Our production infraestructure have been stable from jan-2007, with no problems (touching wood)
We have a 6 node - soon to be 8 node - BL460g1 ESX 3.5u1 cluster connected to EVA 8000 arrays. I have seen scsi reservation issues, but they came down to two main things - misconfiguration on the array (one host was accidentally set as Windows rather than VMWare on one of the arrays) and failing hardware - specifically a broken HBA. We're currently using 200Gb luns to give us somewhere between 4 and 7 VMs, depending on the size of them. We are using the HP management software, and I haven't disabled any parts of it. I also found the VMWare and HP StorageWorks Best Practice guide (http://h71019.www7.hp.com/ActiveAnswers/downloads/VMware3_StorageWorks_BestPractice.pdf) useful, although it doesn't mention EVA 8100 arrays. I'll be watching our ESX cluster closely from now on for any more scsi reservation issues, but hopefully we've made progress by solving the 2 issues I mentioned above.
Senior Systems Engineer
Central Queensland University
We're running DL385s using the slightly older EVA8000.As part of this we use Continuous Access to replicate the data to an EVA6000 at our DR site.

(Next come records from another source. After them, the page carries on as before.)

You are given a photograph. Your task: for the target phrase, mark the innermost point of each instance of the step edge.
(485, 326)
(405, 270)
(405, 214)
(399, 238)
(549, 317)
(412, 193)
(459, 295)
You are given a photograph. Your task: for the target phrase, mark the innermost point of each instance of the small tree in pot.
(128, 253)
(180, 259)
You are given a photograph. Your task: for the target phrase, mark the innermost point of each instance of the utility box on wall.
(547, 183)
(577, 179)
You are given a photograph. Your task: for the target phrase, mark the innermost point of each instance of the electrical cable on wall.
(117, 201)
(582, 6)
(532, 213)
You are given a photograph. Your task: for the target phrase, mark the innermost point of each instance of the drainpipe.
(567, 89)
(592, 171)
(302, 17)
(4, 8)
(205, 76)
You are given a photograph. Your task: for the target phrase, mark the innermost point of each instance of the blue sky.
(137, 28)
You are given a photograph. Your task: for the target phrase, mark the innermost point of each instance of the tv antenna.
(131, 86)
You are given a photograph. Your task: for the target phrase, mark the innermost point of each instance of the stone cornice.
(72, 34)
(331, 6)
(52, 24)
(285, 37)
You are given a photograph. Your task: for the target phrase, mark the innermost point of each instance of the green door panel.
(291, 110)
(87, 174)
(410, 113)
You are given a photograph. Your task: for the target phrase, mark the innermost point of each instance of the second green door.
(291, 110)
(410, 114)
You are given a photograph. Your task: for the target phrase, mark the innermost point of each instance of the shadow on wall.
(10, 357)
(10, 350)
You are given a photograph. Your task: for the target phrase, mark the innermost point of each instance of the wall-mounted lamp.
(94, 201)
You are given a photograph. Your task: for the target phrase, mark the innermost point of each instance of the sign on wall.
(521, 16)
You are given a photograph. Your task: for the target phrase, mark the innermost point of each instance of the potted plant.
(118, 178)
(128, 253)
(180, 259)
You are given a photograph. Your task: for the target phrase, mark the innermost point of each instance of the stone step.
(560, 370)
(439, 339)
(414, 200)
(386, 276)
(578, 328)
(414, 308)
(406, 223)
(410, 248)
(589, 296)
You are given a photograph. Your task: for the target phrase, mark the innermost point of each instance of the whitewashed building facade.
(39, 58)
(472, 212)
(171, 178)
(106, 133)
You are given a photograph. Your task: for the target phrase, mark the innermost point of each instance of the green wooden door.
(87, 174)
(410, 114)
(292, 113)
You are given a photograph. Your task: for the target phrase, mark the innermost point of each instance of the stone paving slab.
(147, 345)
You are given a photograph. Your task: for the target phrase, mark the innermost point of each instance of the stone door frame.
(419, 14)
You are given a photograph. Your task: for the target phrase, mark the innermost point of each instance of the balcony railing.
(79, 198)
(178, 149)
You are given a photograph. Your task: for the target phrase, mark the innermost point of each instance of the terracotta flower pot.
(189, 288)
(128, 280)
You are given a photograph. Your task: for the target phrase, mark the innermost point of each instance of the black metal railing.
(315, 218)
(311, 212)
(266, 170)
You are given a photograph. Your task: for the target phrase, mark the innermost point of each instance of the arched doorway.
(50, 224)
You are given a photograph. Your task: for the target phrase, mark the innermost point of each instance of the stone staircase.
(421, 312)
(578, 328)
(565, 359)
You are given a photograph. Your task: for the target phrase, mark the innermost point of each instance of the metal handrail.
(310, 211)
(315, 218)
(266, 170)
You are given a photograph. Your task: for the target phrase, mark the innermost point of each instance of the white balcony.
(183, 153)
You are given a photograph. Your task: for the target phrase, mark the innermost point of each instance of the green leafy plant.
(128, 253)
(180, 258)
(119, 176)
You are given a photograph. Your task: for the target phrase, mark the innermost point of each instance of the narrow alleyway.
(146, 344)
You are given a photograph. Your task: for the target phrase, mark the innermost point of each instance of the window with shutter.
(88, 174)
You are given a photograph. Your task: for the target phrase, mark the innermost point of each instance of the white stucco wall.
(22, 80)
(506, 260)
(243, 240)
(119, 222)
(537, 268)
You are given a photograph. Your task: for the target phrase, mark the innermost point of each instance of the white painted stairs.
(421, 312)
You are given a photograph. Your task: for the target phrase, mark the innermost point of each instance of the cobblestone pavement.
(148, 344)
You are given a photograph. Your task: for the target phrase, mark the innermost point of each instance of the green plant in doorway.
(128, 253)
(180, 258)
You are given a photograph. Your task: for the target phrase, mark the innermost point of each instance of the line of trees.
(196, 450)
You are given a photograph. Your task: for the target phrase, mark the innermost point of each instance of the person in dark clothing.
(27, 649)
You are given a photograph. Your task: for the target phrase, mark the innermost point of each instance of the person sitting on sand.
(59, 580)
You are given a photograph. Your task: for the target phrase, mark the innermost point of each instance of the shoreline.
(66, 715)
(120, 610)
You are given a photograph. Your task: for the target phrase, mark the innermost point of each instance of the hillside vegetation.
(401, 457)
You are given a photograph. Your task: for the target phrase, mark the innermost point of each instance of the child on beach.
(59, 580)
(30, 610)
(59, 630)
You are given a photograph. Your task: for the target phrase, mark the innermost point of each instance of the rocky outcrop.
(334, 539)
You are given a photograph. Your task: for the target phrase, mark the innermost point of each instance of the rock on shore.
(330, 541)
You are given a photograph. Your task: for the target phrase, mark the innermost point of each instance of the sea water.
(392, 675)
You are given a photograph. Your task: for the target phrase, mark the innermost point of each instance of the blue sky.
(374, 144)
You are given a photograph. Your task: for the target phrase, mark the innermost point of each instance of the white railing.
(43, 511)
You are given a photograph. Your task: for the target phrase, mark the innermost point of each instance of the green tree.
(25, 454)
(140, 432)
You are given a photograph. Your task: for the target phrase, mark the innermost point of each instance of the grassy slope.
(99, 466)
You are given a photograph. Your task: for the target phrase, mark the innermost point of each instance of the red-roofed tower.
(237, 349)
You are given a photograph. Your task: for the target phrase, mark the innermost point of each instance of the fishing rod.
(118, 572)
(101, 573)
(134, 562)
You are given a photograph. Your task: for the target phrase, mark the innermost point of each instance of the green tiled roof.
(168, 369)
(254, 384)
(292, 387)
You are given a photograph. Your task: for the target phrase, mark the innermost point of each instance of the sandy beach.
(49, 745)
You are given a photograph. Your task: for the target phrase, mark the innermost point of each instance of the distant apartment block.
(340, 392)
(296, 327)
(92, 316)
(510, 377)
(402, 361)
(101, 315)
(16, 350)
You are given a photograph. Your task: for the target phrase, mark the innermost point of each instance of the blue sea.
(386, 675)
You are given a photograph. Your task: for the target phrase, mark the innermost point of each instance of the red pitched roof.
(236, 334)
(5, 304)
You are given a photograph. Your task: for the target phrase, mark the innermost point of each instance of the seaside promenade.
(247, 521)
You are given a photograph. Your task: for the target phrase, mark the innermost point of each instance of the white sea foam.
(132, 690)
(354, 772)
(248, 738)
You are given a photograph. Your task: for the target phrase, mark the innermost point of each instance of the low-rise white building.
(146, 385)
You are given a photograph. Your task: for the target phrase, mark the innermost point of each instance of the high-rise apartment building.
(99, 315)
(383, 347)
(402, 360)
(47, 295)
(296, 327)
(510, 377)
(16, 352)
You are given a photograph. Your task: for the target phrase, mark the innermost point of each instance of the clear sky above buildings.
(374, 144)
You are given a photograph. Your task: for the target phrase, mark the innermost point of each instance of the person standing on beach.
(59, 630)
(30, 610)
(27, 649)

We saw some SCSI Reservation issues during periods of heavy load. Much of that went away when we upgraded to XCS 6.1. But as you're running the 8100 I think you'l already be at XCS 6.110 (6.200 is now out).
We also believed some of the issues were caused by HP VMM which we also have installed. This would be particularly problematic during VMotion activity.
That does seem to have become less troublesome with the updated VMM 3.5.
A few posts came in while I was writing this. On our EVA 8000 we have a 6 node and a 3 node cluster.
The 6 node cluster is currently still running ESX 3.0.2 and has around 12 LUNs (not at work at the mo so can't be precise) presented to it. They're a mixture of two EVA Groups, one of Fibre SCSI Disks, one of FATA.
We are also seeing some strange issues with vMotion and high CPU utilization. Our configuration is 2-c7000 BladeSystems w/8 BL480cs using Emulex LPe1105 with firmware version 2.72A2 (1 is using 2.70A5 as per HP's recommendation when using the HP XP 12000) and we are using an HP XP 12000 as the storage device. We have 33 LUNs connecting to 8 ESX hosts and 23 of those LUNs are configured as RDMs in virtual compatibility mode. Can you be more specific to the nature of the problems that you were experiencing on the HP XP 12000? Thanks.